本の雑誌 12月号 (No.318) / 本の雑誌社 / 648円+税
表紙デザイン 和田誠 / 表紙イラスト 沢野ひとし

特集は「この妻がすごい!」。冒頭の座談会は、さいとうよしこが自分の夫の事を持ち出さなければ満点の出来で、特に北方謙三の辺りや、子どもがいると妻は母化してしまうなど面白く読めました。そこで紹介された妻や読者の選んだすごい妻、それぞれに凄みがあって予想外にいい特集でした。

高野秀行はドバイの派遣切りを描く『地獄のドバイ』を紹介。派遣切り、即、刑務所という世界に笑いを持ち込むなんてまさにエンタメ・ノンフの王道。一方の宮田珠己は現代文明に放り込まれた石器時代の人の内面を描く『狂気の起源をもとめて』や『キキ自伝』。ついでに風野春樹は日本のUFO伝説本『江戸「うつろ舟」ミステリー』、柳下毅一郎はワールドカップを行う南アフリカは大丈夫か本気で心配になる『ルポ資源大陸アフリカ』。一緒に入れていいものか悩むけど渡邊十絲子の推す『原始日本語のおもかげ』も面白そう。ここらの周辺の紹介本は最近元気です。「名前変更物語」の方は腰砕けで残念でしたが…。
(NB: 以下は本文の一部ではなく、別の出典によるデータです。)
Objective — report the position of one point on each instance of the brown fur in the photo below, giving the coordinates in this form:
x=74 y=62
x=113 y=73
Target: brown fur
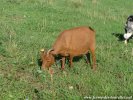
x=74 y=42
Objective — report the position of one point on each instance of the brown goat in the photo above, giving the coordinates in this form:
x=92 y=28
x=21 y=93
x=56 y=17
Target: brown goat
x=74 y=42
「アングラと聞いて胸がざわめくのは、もはや40代後半の世代だと思われる」とは吉野朔実の弁。たしかにちっともざわめきません。少し下の世代だと「サブカル」でしょうか。夢枕獏は北上次郎に十数本のシリーズ物の後始末についてキチンと答えています。投げ出す気はさらさらないのですねぇ。一本くらい「これは駄目だ」と投げてしまうシリーズとかありそうですが。古屋美登里は編集者山口晶と『この落語家を聴け!』の広瀬和生との授業風景。部屋での読書以外にも楽しいことはあるんだよ、という優しく誘います。ビンゴ本郷は少女漫画雑誌に共通して見られる「今は平凡だけどいつか変身する(変身させてもらえる)私」の解説。ミーツへの道は更にキナ臭くなりました。すばらしい成功との対比だけに他人事なのに悔しいやら腹が立つやら。
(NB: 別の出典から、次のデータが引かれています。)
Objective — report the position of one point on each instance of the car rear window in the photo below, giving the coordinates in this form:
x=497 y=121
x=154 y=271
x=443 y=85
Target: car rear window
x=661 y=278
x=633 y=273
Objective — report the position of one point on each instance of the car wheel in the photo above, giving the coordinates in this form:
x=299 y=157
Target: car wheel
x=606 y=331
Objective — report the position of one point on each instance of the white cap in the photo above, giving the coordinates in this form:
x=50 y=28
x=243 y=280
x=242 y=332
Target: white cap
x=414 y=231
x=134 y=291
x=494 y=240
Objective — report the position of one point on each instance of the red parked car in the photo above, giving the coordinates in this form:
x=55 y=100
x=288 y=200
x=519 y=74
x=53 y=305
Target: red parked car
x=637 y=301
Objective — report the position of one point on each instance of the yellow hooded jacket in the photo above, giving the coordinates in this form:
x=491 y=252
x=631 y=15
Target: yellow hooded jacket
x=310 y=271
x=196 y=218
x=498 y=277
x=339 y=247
椎名さんは来年いっぱいで編集長を降りるとのことです。時代ですかねぇ。それに合わせた訳ではないと思うのですが柴口育子、川上賢一、 kashiba@猟奇の鉄人、ビンゴ本郷、大竹聡、畠中理恵子、高倉美恵が連載終了。お気に入りなのだけど、最近パワーが感じられない柴口育子の復活に期待します。

他に山崎まどかのお薦め本全部、津原泰水『バレエ・メカニック』、新城カズマ『15X24』、北上次郎のお薦め本3冊など。

P.S. 全然本題とは関係ありませんが Google IME(日本語入力システム)は、特に固有名詞の多い文章を書く場合は最高ですね。上の文章でもほとんどの固有名詞が途中まで入力したところで候補として表示されています。例:「わたなべと」まで入力したところで「渡邊十絲子」が候補に出てくる。